You can expect the umbilical cord stump to dry and fall off anywhere from 4-14 days after birth. Keep stump as dry as possible and this will expedite the process. You can utilize Cord Care after most diaper changes, as these herbs help the drying out process safely. Do not use alcohol as this will preserve the cord and delay it falling off. You may notice a slight smell as it dries. Call your midwife if you notice oozing or bleeding from the cord.

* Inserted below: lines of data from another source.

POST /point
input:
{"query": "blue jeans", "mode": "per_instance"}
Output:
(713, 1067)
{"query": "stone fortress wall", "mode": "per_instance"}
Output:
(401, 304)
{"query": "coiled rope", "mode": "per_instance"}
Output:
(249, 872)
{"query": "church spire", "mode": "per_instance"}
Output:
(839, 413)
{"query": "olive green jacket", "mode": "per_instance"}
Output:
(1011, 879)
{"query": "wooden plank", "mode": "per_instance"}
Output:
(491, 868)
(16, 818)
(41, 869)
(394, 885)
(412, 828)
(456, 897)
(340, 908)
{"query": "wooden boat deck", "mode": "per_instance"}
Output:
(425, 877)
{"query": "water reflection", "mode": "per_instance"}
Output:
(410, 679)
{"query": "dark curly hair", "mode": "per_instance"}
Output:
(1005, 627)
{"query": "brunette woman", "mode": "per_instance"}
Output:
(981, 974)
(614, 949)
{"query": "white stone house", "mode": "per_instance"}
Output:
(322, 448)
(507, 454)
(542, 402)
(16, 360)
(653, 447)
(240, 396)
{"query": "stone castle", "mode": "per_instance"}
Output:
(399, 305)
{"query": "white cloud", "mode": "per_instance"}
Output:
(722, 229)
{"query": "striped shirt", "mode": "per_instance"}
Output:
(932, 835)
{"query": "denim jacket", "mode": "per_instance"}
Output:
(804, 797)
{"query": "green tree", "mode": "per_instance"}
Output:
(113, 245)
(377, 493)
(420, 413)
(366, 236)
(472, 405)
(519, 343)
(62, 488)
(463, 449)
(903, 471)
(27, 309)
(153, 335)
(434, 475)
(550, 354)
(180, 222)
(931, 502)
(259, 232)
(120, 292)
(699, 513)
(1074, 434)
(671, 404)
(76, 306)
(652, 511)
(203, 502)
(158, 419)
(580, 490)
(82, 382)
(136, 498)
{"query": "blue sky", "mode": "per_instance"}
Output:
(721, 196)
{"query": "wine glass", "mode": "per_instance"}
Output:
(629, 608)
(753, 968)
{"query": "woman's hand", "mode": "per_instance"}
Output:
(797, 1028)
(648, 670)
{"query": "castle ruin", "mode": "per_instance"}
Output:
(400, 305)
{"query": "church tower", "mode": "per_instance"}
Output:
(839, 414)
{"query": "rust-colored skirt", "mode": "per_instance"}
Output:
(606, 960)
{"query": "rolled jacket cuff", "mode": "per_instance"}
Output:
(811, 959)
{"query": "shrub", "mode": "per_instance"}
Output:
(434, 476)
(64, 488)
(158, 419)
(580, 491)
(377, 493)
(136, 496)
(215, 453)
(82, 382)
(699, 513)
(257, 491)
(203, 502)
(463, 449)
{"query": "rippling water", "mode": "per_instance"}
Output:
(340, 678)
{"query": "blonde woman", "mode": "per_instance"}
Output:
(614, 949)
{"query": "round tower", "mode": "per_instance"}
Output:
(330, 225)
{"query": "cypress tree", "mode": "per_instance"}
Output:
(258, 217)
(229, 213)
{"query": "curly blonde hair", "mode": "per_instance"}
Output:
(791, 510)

Babies do not need a full bath right away, and too frequent bathing can dry out their sensitive skin. Keep the areas behind the ears and in the neck folds clean, as these are the areas where breastmilk and spit-up can collect. You can bathe your baby in a sink, a baby bath, or in the bath/shower with you, but there is no need to bathe them in the immediate postpartum period.
Both gas and spitting up are a completely normal part of being a baby. Most of the time breastfed babies do not need to be burped after feeding, but some babies are the exception to this rule. Your baby is more likely to need to be burped if he cried to signal, he was hungry. If after a minute or two of patting your baby’s back you have not brought up a burp, feel free to stop and try again later. You will not always be able to get a burp, and it does no harm. Gas is not preventable, although there are some things you can do to help with the discomfort:
1. Gently but firmly massage your baby’s belly in a clockwise, circular motion. This will help gas bubbles move through the intestines.